The most terrifying part of her life is not the battle, but the power she feels flowing in her veins. Geneviève knows she is a thief. She stole a name, a horse, and a title. According to the laws of Bretonnia and the Lady, she should be a heretic. And yet, when she lays her hands on a child dying of fever, her calloused hands grow warm. The fever breaks. When she strikes a Ghoul or an Orc, her sword cuts steel as if it were paper.

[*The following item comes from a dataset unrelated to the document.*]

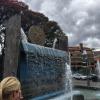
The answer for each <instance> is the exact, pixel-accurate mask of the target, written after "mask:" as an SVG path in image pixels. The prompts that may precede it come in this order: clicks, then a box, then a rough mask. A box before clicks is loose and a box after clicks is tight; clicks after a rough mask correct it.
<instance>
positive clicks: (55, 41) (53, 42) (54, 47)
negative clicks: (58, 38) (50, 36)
mask: <svg viewBox="0 0 100 100" xmlns="http://www.w3.org/2000/svg"><path fill="white" fill-rule="evenodd" d="M56 43H57V38H55V39H54V42H53V48H55V46H56Z"/></svg>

This is her inner torment: she lives in terror that one day she will meet a true Grail Damsel, one of those sacred witches who see the souls of men. Will the Damsel see the woman beneath the armor? Will she denounce her as an impostor and have her burn at the stake? Or... and this is the mad hope that keeps her alive... will the Damsel see that Geneviève is more faithful to the spirit of chivalry than any vain duke?

For now, Geneviève rides. She has no home. She has no family. She has no gender. She is only a sword in the dark. She walks with the heavy gait she learned to mimic, she speaks with the rasping voice she built by swallowing vinegar, and she looks at the world through a two-centimeter slit in the steel. She is ready to climb into legend, knowing that every step could be the last, and that her only reward will likely be an anonymous grave in the mud.

But as long as she has breath, no other child will see their father die while a knight worries about not dirtying his cloak. This is her oath. This is Gilles.